Effective Annual Rate Calculation: Tricky periods and payout frequencies For calculating the Effective Annual Rate (EAR) from various stated interest rates, I'm using the formula:
$$EAR= \left(1+\frac{r}{p}\right)^{pt}-1$$
where,
$p$ = no. of payouts in a period,
$t$ = no. of compounding periods (typically years),
$r$ = stated interest rate
So, if I have \$$10,000$ to invest for one year and the scheme says it will pay annual interest at $10$%, compounded quarterly, then for this situation:
$p$ = $4$ (since it is compounded quarterly),
$t$ = $1$ (I'm investing it for one year only),
$r$ = $0.1$ (@ $10$%)
and my EAR is calcutalted as $$EAR=\left(1+\frac { 0.1 }{ 4 }\right)^{ 4\cdot1 }-1= 10.38\%$$
Questions:
What will be the values in the EAR equation for the following scenarios (I need to see the values to plug into the equation, not results, which I can obtain from a financial calculator):


*

*Period is $9$ months instead of one year, nominal rate is 10% per 9 months, and compounding is done thrice in the period.

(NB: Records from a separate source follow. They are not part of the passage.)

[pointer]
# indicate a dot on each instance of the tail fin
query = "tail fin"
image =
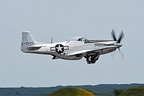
(27, 40)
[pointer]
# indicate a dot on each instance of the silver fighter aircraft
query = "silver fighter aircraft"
(73, 49)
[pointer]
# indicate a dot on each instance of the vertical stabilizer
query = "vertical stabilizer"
(27, 40)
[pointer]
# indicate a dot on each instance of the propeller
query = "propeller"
(120, 37)
(51, 40)
(118, 40)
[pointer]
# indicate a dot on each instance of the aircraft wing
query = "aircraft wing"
(84, 52)
(35, 47)
(94, 41)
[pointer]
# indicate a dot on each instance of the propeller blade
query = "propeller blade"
(121, 37)
(113, 35)
(51, 40)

*Period is 7 months instead of one year, nominal rate is 10% per 7 months, and compounding is done every 14 months (i.e. double period compounding)

*Period if 1 year, stated rate in 10% per year, but compounding is done every 2 years, not every year.


Thank you.
 A: Here is the calculation for your first question.  Start with a dollar.  The nominal rate is $0.10$ per $9$ months, which I will take as meaning $\frac{3}{4}$ of a year.  So the interest rate is $\frac{0.10}{3}$ per third of $9$ months, compounded every $3$ months. 
So if we start with $1$ dollar, after $3$ months we have $\left(1+\frac{0.10}{3}\right)^1$, after $6$ months we have $\left(1+\frac{0.10}{3}\right)^2$, after $9$ months we have $\left(1+\frac{0.10}{3}\right)^4$. Finally, after one year we have $\left(1+\frac{0.10}{3}\right)^4$. Thus the effective annual interest rate is 
$$\left(1+\frac{0.10}{3}\right)^4-1.$$
My calculator gives about $0.1401494$, a little bit over $14$%.
The calculation for your second question is mathematically very similar, but feels a little strange because of the unusual compounding.
The nominal interest rate is $0.10$ per $7$ months, compounded every $14$ months. So in $14$ months, $1$ dollar grows to $\left(1+\frac{0.10}{1/2}\right)$. (I am using this somewhat strange way of putting things, instead of writing $1+0.20$, so that you can fit it into the pattern of the formula.)
Now $1$ year is the fraction $\frac{12}{14}$ of the compounding period. So in one year, $1$ dollar grows to $\left(1+\frac{0.10}{1/2}\right)^{12/14}$, so the effective annual rate is 
$$\left(1+\frac{0.10}{1/2}\right)^{12/14}-1.$$
The calculator gives an answer of about $0.1691484$. 
The third question is the same, except easier. The effective annual rate is 
$$\left(1+\frac{0.10}{1/2}\right)^{1/2}-1.$$
I hope these calculations are enough to tell you what's going on. Typically, that is in fact not how things are done. The usual way is to determine the "force of interest" and then use the exponential function $e^x$.